En el centro de la habitación

un hombre recostado sobre un sofá,

observa absorto aquel desfile

de pequeños seres.

Caballos, ranas, grillos, peces, gatos, perros

y otros animales

continúan bajando

a través de las bocanadas del hombre.

Las graciosas criaturas

se congelaban alrededor del sofá;

ahora son figuritas de cristal.

Comienzan a aparecer

entre las grietas

de las paredes

saxofones, trombones, 

trompetas, flautas 

y tubas

todos en dirección al hombre.

Con el sonido

la habitación tiembla

y los animalitos

de cristal

-estallan-.

Partículas pequeñas

de vidrio se juntan

para clavarse en el pecho.

El corazón vibra

entre sonidos estruendosos.

El olor ferroso

inunda el lugar.

Mi madre enciende

la luz.


14.


Mandrágora


Sentada frente a la taza de café observa las tijeras, piqueta, pala y otras herramientas para limpiar el jardín. Saborea el último sorbo con los ojos cerrados, todo en la casa huele a café; antes de salir hacia el jardín toma las tijeras de cortar flores las limpia cuidadosamente, saca filo de las hojas que están un poco oxidadas y amelladas.
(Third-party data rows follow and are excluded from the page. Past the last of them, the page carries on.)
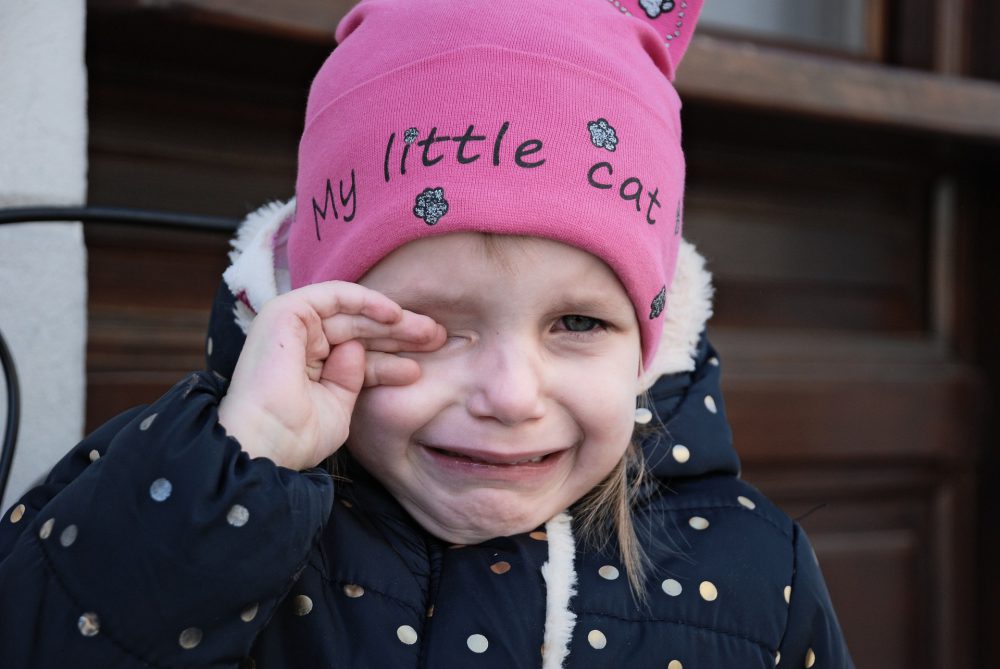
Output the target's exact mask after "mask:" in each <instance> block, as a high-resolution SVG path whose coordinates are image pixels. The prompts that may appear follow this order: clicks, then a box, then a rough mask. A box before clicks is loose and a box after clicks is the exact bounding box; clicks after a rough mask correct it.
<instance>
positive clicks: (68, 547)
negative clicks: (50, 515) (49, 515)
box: [59, 525, 77, 548]
mask: <svg viewBox="0 0 1000 669" xmlns="http://www.w3.org/2000/svg"><path fill="white" fill-rule="evenodd" d="M76 535H77V529H76V525H67V526H66V529H64V530H63V531H62V533H61V534H60V535H59V543H60V544H62V546H63V548H69V547H70V546H72V545H73V542H75V541H76Z"/></svg>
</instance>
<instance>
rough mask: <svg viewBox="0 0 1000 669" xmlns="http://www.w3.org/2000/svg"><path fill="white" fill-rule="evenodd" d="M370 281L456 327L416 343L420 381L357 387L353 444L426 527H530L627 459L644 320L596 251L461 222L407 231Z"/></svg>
mask: <svg viewBox="0 0 1000 669" xmlns="http://www.w3.org/2000/svg"><path fill="white" fill-rule="evenodd" d="M487 241H489V242H490V243H489V244H488V243H487ZM360 283H362V284H364V285H366V286H368V287H370V288H373V289H375V290H378V291H380V292H382V293H384V294H386V295H388V296H389V297H391V298H392V299H394V300H396V301H397V302H399V304H400V305H402V306H403V308H404V309H409V310H411V311H416V312H419V313H423V314H427V315H428V316H431V317H432V318H434V319H435V320H437V321H438V322H439V323H441V324H442V325H444V326H445V328H446V329H447V331H448V335H449V338H448V340H447V342H446V343H445V345H444V346H443V347H442V348H441V349H439V350H437V351H434V352H432V353H416V354H407V355H408V356H409V357H412V358H414V359H415V360H417V361H419V363H420V367H421V370H422V376H421V378H420V379H419V380H418V381H417V382H416V383H413V384H412V385H408V386H376V387H373V388H370V389H368V390H365V391H363V392H362V393H361V396H360V397H359V398H358V404H357V407H356V408H355V411H354V414H353V417H352V421H351V428H350V429H351V435H350V438H349V439H348V444H347V447H348V449H349V450H350V452H351V454H352V455H353V456H354V457H355V459H357V460H358V461H359V462H360V463H361V464H362V465H363V466H364V467H365V468H366V469H367V470H368V471H369V472H371V473H372V474H373V475H374V476H375V477H376V478H378V479H379V480H380V481H381V482H382V484H383V485H385V486H386V488H388V489H389V491H390V492H391V493H392V494H393V495H394V496H395V497H396V499H397V500H399V502H400V503H401V504H402V505H403V507H404V508H406V510H407V511H408V512H409V513H410V514H411V515H412V516H413V517H414V518H415V519H416V520H417V521H418V522H419V523H420V524H421V525H422V526H423V527H424V528H425V529H427V530H428V531H429V532H431V533H432V534H434V535H436V536H438V537H440V538H442V539H444V540H446V541H451V542H454V543H478V542H480V541H484V540H486V539H489V538H493V537H497V536H506V535H510V534H516V533H520V532H526V531H529V530H531V529H534V528H535V527H537V526H539V525H541V524H542V523H544V522H545V521H547V520H548V519H550V518H551V517H553V516H554V515H556V514H557V513H559V512H560V511H562V510H563V509H565V508H566V507H568V506H569V505H570V504H572V503H573V502H575V501H576V500H578V499H580V498H581V497H582V496H583V495H584V494H586V493H587V492H588V491H589V490H590V489H592V488H593V487H594V486H595V485H596V484H597V483H599V482H600V481H601V480H603V479H604V478H605V477H606V476H607V475H608V474H609V473H610V472H611V470H612V469H613V468H614V466H615V465H616V464H617V463H618V461H619V460H621V458H622V456H623V454H624V451H625V449H626V448H627V446H628V443H629V440H630V439H631V436H632V430H633V427H634V417H635V397H636V394H637V392H638V371H639V365H640V359H641V353H640V345H639V329H638V324H637V322H636V317H635V312H634V310H633V307H632V303H631V302H630V301H629V298H628V296H627V294H626V293H625V290H624V288H622V286H621V284H620V283H619V281H618V279H617V277H616V276H615V274H614V273H613V272H612V271H611V269H610V268H608V266H607V265H605V264H604V263H603V262H602V261H601V260H599V259H597V258H596V257H594V256H592V255H590V254H589V253H587V252H585V251H581V250H579V249H577V248H574V247H570V246H567V245H564V244H561V243H558V242H554V241H549V240H543V239H535V238H511V237H493V238H491V239H489V240H487V239H486V238H485V237H484V236H482V235H478V234H474V233H456V234H449V235H444V236H441V237H433V238H425V239H421V240H417V241H415V242H411V243H409V244H406V245H405V246H403V247H401V248H399V249H397V250H396V251H394V252H393V253H392V254H390V255H389V256H388V257H387V258H385V259H384V260H382V261H381V262H380V263H378V265H376V266H375V267H374V268H373V269H372V270H371V271H369V272H368V274H366V275H365V277H364V278H363V279H362V280H361V281H360Z"/></svg>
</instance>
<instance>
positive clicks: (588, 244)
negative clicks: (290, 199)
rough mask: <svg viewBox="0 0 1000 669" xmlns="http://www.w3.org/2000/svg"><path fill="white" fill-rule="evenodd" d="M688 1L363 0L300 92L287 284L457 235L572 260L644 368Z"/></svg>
mask: <svg viewBox="0 0 1000 669" xmlns="http://www.w3.org/2000/svg"><path fill="white" fill-rule="evenodd" d="M700 8H701V0H686V1H682V0H489V1H484V0H363V1H362V2H361V3H360V4H359V5H358V6H357V7H355V8H354V9H353V10H352V11H351V12H350V13H349V14H348V15H347V16H346V17H345V18H344V19H343V20H342V21H341V22H340V25H339V26H338V28H337V41H338V43H339V46H338V47H337V48H336V50H335V51H334V52H333V54H332V55H331V56H330V57H329V59H328V60H327V61H326V63H325V64H324V65H323V67H322V68H321V69H320V71H319V74H318V75H317V76H316V79H315V81H313V84H312V89H311V91H310V93H309V103H308V106H307V108H306V125H305V131H304V132H303V134H302V141H301V143H300V145H299V173H298V179H297V183H296V187H295V193H296V211H295V220H294V223H293V224H292V226H291V230H290V236H289V239H288V255H289V269H290V273H291V281H292V286H293V287H299V286H302V285H306V284H310V283H317V282H320V281H326V280H330V279H341V280H346V281H357V280H358V279H360V278H361V277H362V276H363V275H364V274H365V272H367V271H368V270H369V269H370V268H371V267H373V266H374V265H375V264H376V263H377V262H378V261H379V260H381V259H382V258H383V257H385V256H386V255H387V254H388V253H390V252H391V251H393V250H394V249H396V248H398V247H399V246H402V245H403V244H405V243H407V242H409V241H412V240H414V239H417V238H420V237H426V236H429V235H439V234H447V233H449V232H458V231H477V232H490V233H496V234H512V235H530V236H537V237H545V238H548V239H554V240H557V241H561V242H564V243H566V244H570V245H572V246H575V247H578V248H581V249H584V250H586V251H588V252H590V253H592V254H594V255H595V256H597V257H599V258H601V259H602V260H604V262H606V263H607V264H608V265H609V266H610V267H611V268H612V270H614V271H615V273H616V274H617V275H618V278H619V279H620V280H621V282H622V285H623V286H624V287H625V289H626V291H627V292H628V294H629V296H630V298H631V299H632V303H633V304H634V305H635V311H636V315H637V317H638V320H639V323H640V327H641V336H642V348H643V358H644V361H645V362H646V363H647V364H648V363H649V362H650V360H651V359H652V356H653V353H654V352H655V351H656V347H657V344H658V342H659V339H660V334H661V331H662V327H663V318H662V314H663V311H664V308H665V307H666V304H665V302H666V294H667V288H668V286H669V284H670V282H671V279H672V277H673V274H674V266H675V264H676V260H677V247H678V242H679V240H680V234H681V215H682V207H681V201H682V195H683V190H684V156H683V154H682V152H681V146H680V141H681V128H680V115H679V112H680V100H679V99H678V97H677V93H676V91H675V90H674V87H673V86H672V85H671V81H672V80H673V77H674V72H675V69H676V67H677V65H678V63H679V62H680V60H681V58H682V57H683V55H684V52H685V50H686V49H687V45H688V42H689V40H690V38H691V33H692V32H693V30H694V26H695V22H696V20H697V17H698V11H699V9H700Z"/></svg>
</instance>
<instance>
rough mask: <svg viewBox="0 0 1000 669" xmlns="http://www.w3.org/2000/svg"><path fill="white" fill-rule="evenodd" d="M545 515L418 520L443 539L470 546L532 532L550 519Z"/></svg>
mask: <svg viewBox="0 0 1000 669" xmlns="http://www.w3.org/2000/svg"><path fill="white" fill-rule="evenodd" d="M543 515H544V514H539V516H538V517H537V518H536V517H534V515H525V516H522V517H519V518H496V517H490V518H483V519H469V518H449V519H442V521H434V520H431V519H428V518H419V517H418V518H417V522H418V523H420V525H421V526H422V527H423V528H424V529H425V530H427V532H429V533H430V534H432V535H434V536H435V537H437V538H438V539H441V540H442V541H446V542H448V543H450V544H458V545H463V546H468V545H473V544H481V543H483V542H484V541H489V540H490V539H496V538H498V537H509V536H513V535H516V534H525V533H527V532H531V531H532V530H535V529H537V528H538V527H539V526H540V525H544V524H545V522H546V521H547V520H548V518H547V517H542V516H543Z"/></svg>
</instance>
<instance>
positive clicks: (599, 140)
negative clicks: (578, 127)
mask: <svg viewBox="0 0 1000 669" xmlns="http://www.w3.org/2000/svg"><path fill="white" fill-rule="evenodd" d="M587 130H589V131H590V141H591V143H593V145H594V146H596V147H597V148H599V149H607V150H608V151H614V150H615V148H616V147H617V146H618V133H616V132H615V129H614V127H613V126H612V125H611V124H610V123H608V122H607V121H606V120H605V119H603V118H599V119H597V120H596V121H591V122H590V123H588V124H587Z"/></svg>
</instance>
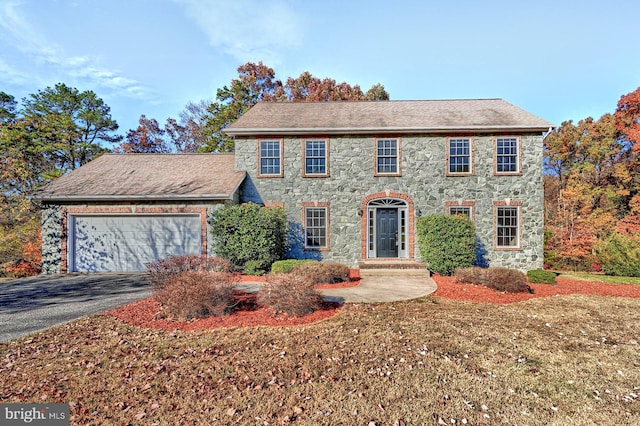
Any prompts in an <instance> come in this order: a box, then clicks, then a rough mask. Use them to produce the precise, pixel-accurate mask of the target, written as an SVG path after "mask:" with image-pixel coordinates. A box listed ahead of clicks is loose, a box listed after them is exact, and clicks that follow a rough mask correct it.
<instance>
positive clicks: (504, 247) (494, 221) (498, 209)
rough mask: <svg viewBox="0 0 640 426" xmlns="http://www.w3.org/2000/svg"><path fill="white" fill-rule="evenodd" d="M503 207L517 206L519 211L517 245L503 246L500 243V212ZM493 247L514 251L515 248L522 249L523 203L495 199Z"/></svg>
mask: <svg viewBox="0 0 640 426" xmlns="http://www.w3.org/2000/svg"><path fill="white" fill-rule="evenodd" d="M501 208H515V209H516V212H517V215H518V216H517V221H518V223H517V224H516V233H517V235H516V238H517V241H516V245H515V246H501V245H498V212H499V210H500V209H501ZM493 222H494V224H493V232H494V237H493V247H494V249H495V250H500V251H514V250H522V203H521V202H519V201H511V200H504V201H494V202H493Z"/></svg>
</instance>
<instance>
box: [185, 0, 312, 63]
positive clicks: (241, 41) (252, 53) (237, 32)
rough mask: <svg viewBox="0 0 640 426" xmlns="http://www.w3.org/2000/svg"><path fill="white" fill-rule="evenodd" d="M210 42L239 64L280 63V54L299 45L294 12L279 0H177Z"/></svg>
mask: <svg viewBox="0 0 640 426" xmlns="http://www.w3.org/2000/svg"><path fill="white" fill-rule="evenodd" d="M176 2H177V3H179V4H181V5H183V7H184V10H185V13H186V15H187V16H188V17H189V18H190V19H192V20H193V21H195V23H196V24H197V25H198V27H199V28H200V29H201V30H202V31H203V32H204V33H205V34H206V35H207V37H208V39H209V43H210V44H211V45H212V46H214V47H216V48H220V49H222V51H224V52H225V53H227V54H228V55H230V56H232V57H234V58H235V59H236V60H238V61H240V62H243V63H244V62H246V61H257V60H263V61H264V62H266V63H268V64H272V63H276V64H277V63H279V62H280V61H281V52H282V51H283V50H288V49H291V48H294V47H296V46H299V45H300V41H301V37H302V30H301V25H300V19H299V17H298V16H297V15H296V13H295V12H294V11H293V10H292V9H291V8H290V7H289V6H288V5H287V4H286V2H284V1H282V0H262V1H260V0H234V1H229V0H176Z"/></svg>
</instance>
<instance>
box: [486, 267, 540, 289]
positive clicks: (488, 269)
mask: <svg viewBox="0 0 640 426" xmlns="http://www.w3.org/2000/svg"><path fill="white" fill-rule="evenodd" d="M484 285H485V286H487V287H489V288H492V289H494V290H497V291H504V292H507V293H522V292H525V291H528V292H532V290H531V287H529V281H528V280H527V276H526V275H525V274H524V273H522V272H520V271H517V270H515V269H509V268H489V269H487V278H486V282H485V284H484Z"/></svg>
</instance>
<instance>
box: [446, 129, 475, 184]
mask: <svg viewBox="0 0 640 426" xmlns="http://www.w3.org/2000/svg"><path fill="white" fill-rule="evenodd" d="M471 154H472V152H471V140H470V139H468V138H450V139H449V146H448V151H447V156H448V159H449V165H448V169H447V174H449V175H468V174H471V173H472V158H471Z"/></svg>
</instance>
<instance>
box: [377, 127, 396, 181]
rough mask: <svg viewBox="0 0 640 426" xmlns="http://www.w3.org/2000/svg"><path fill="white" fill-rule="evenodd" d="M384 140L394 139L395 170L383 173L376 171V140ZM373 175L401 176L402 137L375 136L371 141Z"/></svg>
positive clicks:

Agarra la piqueta y la pequeña pala camina hacia el patio delantero de la casa y observa; cuenta las veces que pasan las motocicletas a esa hora de la mañana. Las plantas y flores se encuentran a la espera de la jornada de limpieza. La mujer, se sienta con parsimonia frente a su pequeño jardín y recoge las tijeras del piso, sus dedos caen uno a uno como pétalos secos sobre la tierra húmeda. La mandrágora se alimenta y el embarazo aún no llega.


15.


El susto de las arañas


Había allí delante de ellos

una vida que se acababa,

desangrándose día a día

El almohadón de plumas, Horacio Quiroga


Sobre un almohadón de plumas, caminan las arañas asustadas con un rosario colgando en sus cuellos.

Todos sus tejidos han desaparecido de las paredes y lámparas y ellas no encuentran explicación a esta extraña situación. Prefieren orar a la viuda negra, moviendo sus ocho patas sobre ese almohadón en el que entre sus plumas las observa un sigiloso insecto de grandes colmillos afilados.

Él se alimenta de tejidos de araña, prepara grandes platillos y deja a las dueñas sin hogar. Se esconde como un niño travieso que acaba de comer chocolate mezclado con algodón de azúcar.

Las arañas atemorizadas y sin hijos inician nuevamente el tejido para desovar en la gran tela y criar a sus pequeños. Rezan para que los huevos eclosionen antes que desaparezcan de nuevo los tejidos

El insecto vampiro, las observa con un telescopio a través de las plumas del almohadón, con su lengua saborea los huevos envueltos en chocolate hirviendo mientras afila sus colmillos con una lima de hierro.